[laserbeam]

I am confused. Is this saying that if you don't have access to `cat`, instead of `cat /path/to/input-file` you can use `base64 /path/to/input-file | base64 --decode`?

Or is it saying that `base64 /path/to/input-file | base64 --decode` can bypass read file permission flags?

[dominicq]

The first thing. Invoked processes inherit the permissions of the user who invoked them (unless they have the setuid bit). It's just in case you land access to a computer which has all the standard Unix tools disabled to stop attackers from lateral movement.

[amiga386]

Why would you bother even doing that?

If someone has the power to execute commands, they are already on the other side of the airtight hatch.

https://devblogs.microsoft.com/oldnewthing/20240102-00/?p=10...

Put your meagre and limited resources on keeping them outside the hatch.

If they get through the hatch, that is where you fucked up, not that you didn't remove every conceiveable command from yourself should they get through. If they can remotely get some program to execute a shell, they can quite conceivably get the same program to just read them the files directly by writing different shellcode. Running a shell is just a convenience for them.

The number of setups that are insecure enough to allow remote shells by arbitrary attackers, but are secure because you disabled /bin/cat once they get in, is zero.

[dotancohen]

Security is done in layers. Yes, we do our best to keep the adversaries outside the proverbial hatch. But even inside the hatch, the principal of least privilege is important in reducing the damage of attacks.

[staticassertion]

Typically you do things like this to either work in restricted envs (distroless) or to evade detection logic. It's not about bypassing a boundary, it's about getting things done in the env you have available.

[rithdmc]

It's the principle of 'Defence in Depth'. Do both, as one control may fail.

[amiga386]

But you wouldn't, or shouldn't, take a patchwork approach to it.

If the software you're trying to secure actually depends on a full, working, intertwined unix system... you leave that as it is. You can certainly try reducing a process's access to the system it's running on (whether that be by containers, jail(8), SELinux, AppArmor, etc.), but you don't go around deleting 7-zip or your scripting languages or compilers, on the off-chance that'll thwart a hacker.

Sure, you can say, "defense in depth", but if you have one layer that's actually holding up the security guarantees, and a second layer that is largely ineffectual (haha! I removed /bin/cat, now they can't read files! oh and base64 too... and yyencode... and... and... and...), I wouldn't waste much time on the second layer.

[rithdmc]

I think you have the wrong end of the stick.

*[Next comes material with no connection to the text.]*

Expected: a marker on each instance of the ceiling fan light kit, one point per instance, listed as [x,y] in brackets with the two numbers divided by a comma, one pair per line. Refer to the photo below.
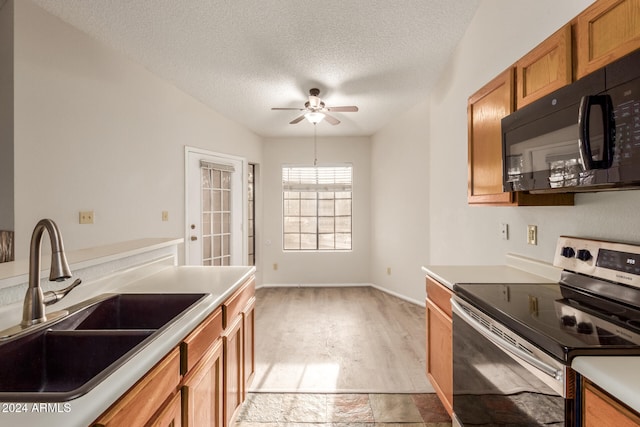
[315,110]
[314,117]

The OP link is a resource for when you do get access to the processes environment which has already been reduced via containers, jails, or what have you.

If the environment is already restricted, but the process has, for example, access to the base64 tool, here's how you can use that to do something you otherwise aren't able to.

[tremon]

I can't read the original article because Github is having a very bad day, but I don't really understand the attack model here.

If a process has access to any tool that isn't statically linked, the process already has access to ld-linux.so and can therefore execute any binary it has read access to. "restricting access" by enumerating the binary paths a program can execute is not a very useful restriction by any means.

[some_random]

Trust me, it happens allll the time

[prmoustache]

This is saying that restricting privileges by blacklisting commands do not work (and never worked).

[exyi]

Whitelisting also quite likely doesn't work ("of course I will allow my agent to run find, that can do no harm")

[laserbeam]

Cool, so it is what I imagined, thanks!

[corvad]

It's the former. Not bypassing permissions but in shells that might be highly restricted to just a couple commands. Like others have said, very very common in CTFs.

[DaSHacka]

If there's a file your user does not have read access to, but you have the ability to run the `base64` binary as root, you can run `base64` as root, (thus encoding the file contents as base64), then pipe the output to another base64 process to decode the file contents.

So yes, the end result is just `cat` with extra steps.

[MrDrMcCoy]

Wouldn't a tar pipe be even lighter?

[laserbeam]

I just grabbed one of the examples there which was readable and didn't require the reader to know all the extra flags passed. One that would illustrate the purpose of the website. One that Linux newbies who read the question and further answers here could follow along with. Not one that tried to be optimal.

[seanp2k2]

Depends on what you have access to / what's misconfigured.